Election Day is Nov. 5, 2019. We encourage every eligible voter to vote – regardless of political affiliation or candidate choice. Because voting is the essence of an enduring democracy. This year, three Democrats are contending seats in the Greenville City Council. There are also non-partisan elections in several county municipalities. Find more about candidates here. It’s important to make a plan to vote and stick to it. Voting is a habit we want you to develop! This primer can help.
Who Can Vote
You must be registered to vote. Registration for this election closed on October 17 after a 10-day extension due to Hurricane Florence.
What do you need to bring
SC Voter ID laws require that you bring one of five forms of identification to the polls. They are:
- S.C. Driver’s License
- S.C. DMV Identification Card
- S.C. Voter Registration Card with Photo
- Federal Military ID
- U.S. Passport
If you do not have one of these forms of ID with you, you will still be permitted to cast a provisional ballot. However, that ballot will only count if your identification is verified at the County Board of Election offices prior to certification of the results. These deadlines may vary and you should contact the Board of Elections if you are unable to produce a valid form of photo ID.
When you can vote
Absentee Voting: South Carolina does not have early voting. But there are two forms of absentee voting available to those who qualify: by mail-in ballot or absentee voting in person. You can request an absentee ballot online or by calling the election office at 864-467-7250. Ballots will be mailed out up until 5 p.m. on Friday, November 2, and must be received at the election office no later than 7 p.m. on Election Day, November 6.

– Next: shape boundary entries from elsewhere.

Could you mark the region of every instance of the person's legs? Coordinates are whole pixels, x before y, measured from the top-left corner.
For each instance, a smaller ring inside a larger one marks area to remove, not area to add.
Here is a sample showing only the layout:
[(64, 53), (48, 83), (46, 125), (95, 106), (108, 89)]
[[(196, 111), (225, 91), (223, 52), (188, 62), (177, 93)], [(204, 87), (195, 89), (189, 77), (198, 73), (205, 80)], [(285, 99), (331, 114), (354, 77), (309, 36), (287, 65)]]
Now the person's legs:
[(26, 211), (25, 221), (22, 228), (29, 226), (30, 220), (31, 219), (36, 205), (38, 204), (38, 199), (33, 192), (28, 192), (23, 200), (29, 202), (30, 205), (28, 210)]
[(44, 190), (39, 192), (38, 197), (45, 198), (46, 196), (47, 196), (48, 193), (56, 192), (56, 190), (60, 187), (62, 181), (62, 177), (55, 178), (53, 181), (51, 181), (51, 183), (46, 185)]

Absentee voting in person is open from October 8 through November 5, Monday through Friday, 8:30 a.m. to 5 p.m. Voting is at County Square, 301 University Ridge, Greenville. Use the Human Services Agencies entrance, and go to Conference Room H. There are extended voting hours on these days: October 25 and 26 until 7 p.m. And Saturdays, October 27 and November 3 from 9 a.m. to 1 p.m.
You must meet one of 17 eligibility criteria to vote absentee, but the criteria cover many different situations. Check to see if you meet any of the criteria here.

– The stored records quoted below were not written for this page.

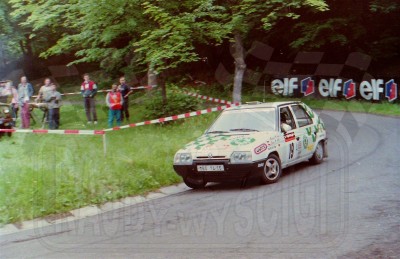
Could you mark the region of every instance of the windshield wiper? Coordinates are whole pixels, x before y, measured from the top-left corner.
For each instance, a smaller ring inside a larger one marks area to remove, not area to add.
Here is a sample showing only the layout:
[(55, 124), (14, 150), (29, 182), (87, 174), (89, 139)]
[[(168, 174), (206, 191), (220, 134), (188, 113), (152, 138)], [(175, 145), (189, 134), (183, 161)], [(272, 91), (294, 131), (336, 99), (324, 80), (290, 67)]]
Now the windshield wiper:
[(228, 131), (222, 131), (222, 130), (214, 130), (214, 131), (209, 131), (207, 134), (218, 134), (218, 133), (229, 133)]
[(240, 129), (230, 129), (230, 131), (259, 131), (259, 130), (240, 128)]

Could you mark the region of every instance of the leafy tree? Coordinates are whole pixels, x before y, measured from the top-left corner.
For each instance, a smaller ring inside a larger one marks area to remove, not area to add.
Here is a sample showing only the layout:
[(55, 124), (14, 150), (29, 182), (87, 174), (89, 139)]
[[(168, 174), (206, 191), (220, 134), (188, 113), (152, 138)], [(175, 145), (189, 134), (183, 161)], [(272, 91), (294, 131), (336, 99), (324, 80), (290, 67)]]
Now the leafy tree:
[(0, 67), (4, 71), (7, 64), (20, 56), (20, 49), (15, 42), (20, 35), (17, 26), (10, 17), (11, 7), (6, 0), (0, 0)]
[(241, 101), (243, 75), (246, 70), (244, 40), (249, 33), (263, 28), (269, 31), (284, 18), (298, 19), (301, 8), (325, 11), (328, 9), (324, 0), (232, 0), (217, 1), (224, 8), (226, 19), (221, 26), (227, 32), (227, 37), (233, 43), (232, 56), (235, 62), (235, 76), (233, 82), (233, 101)]
[(133, 45), (135, 52), (140, 54), (140, 61), (148, 64), (149, 70), (160, 74), (159, 84), (166, 105), (168, 71), (199, 60), (194, 47), (196, 42), (222, 42), (225, 32), (217, 22), (221, 18), (221, 8), (213, 6), (210, 0), (189, 0), (180, 5), (176, 2), (144, 2), (142, 6), (152, 25)]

Voting at the polls: Polls open at 7 a.m. and close at 7 p.m. If there is a line and you are in line to vote at 7 p.m., you must be allowed to vote. If you are disabled and need assistance, a poll worker will assist you with curbside voting.
Where do you vote
In the November 5 election, there are a number of changes to polling places. Check out these changes. You must vote in the polling place where you are registered. In this election, there are dozens of different ballots. You will be redirected to your polling place if you show up at the wrong one. This can be time consuming. If you are unsure of your normal voting precinct, you can check it at SCvotes.org.
Why do you vote
This is your chance to have your voice heard. Anyone who believes voting doesn’t matter need only look at the 2000 presidential election, ultimately decided by The Supreme Court; and the 2016 presidential election where approximately 100,000 votes across a handful of states decided the outcome. Voting matters. In addition to voting for statewide, local and federal offices, there is an SC constitutional amendment on the ballot. The amendment, if approved, would allow for the state superintendent of education to be appointed by the governor, rather than elected as is currently the case. The League of Women Voters has more information that looks at both sides of this issue.
How will you vote
Voting is too important to leave to chance. Make a plan to vote. Decide what time you will go, and how you will get there. Go with a friend, or give someone a ride. Those commitments help ensure that you will vote (it’s just like going to the gym!). If you need a ride to the polls, contact the GCDP office at 864-232-5531 to arrange for one.
Voting is your right. If you are properly registered, are at the right polling place, and are in line by 7 p.m., you MUST be allowed to vote. If you are denied your opportunity to vote, contact the Election office at 864-467-7250, or the GCDP office at 864-232-5531. The state Democratic Party also has a voter suppression hotline at 833-868-3722. Do not leave your polling location while you call; stand your ground. If you have to leave, ask for a provisional ballot and then follow up with the Election Commission to ensure that ballot gets counted. Document anything you are told and ask for the names of those poll workers you interact with.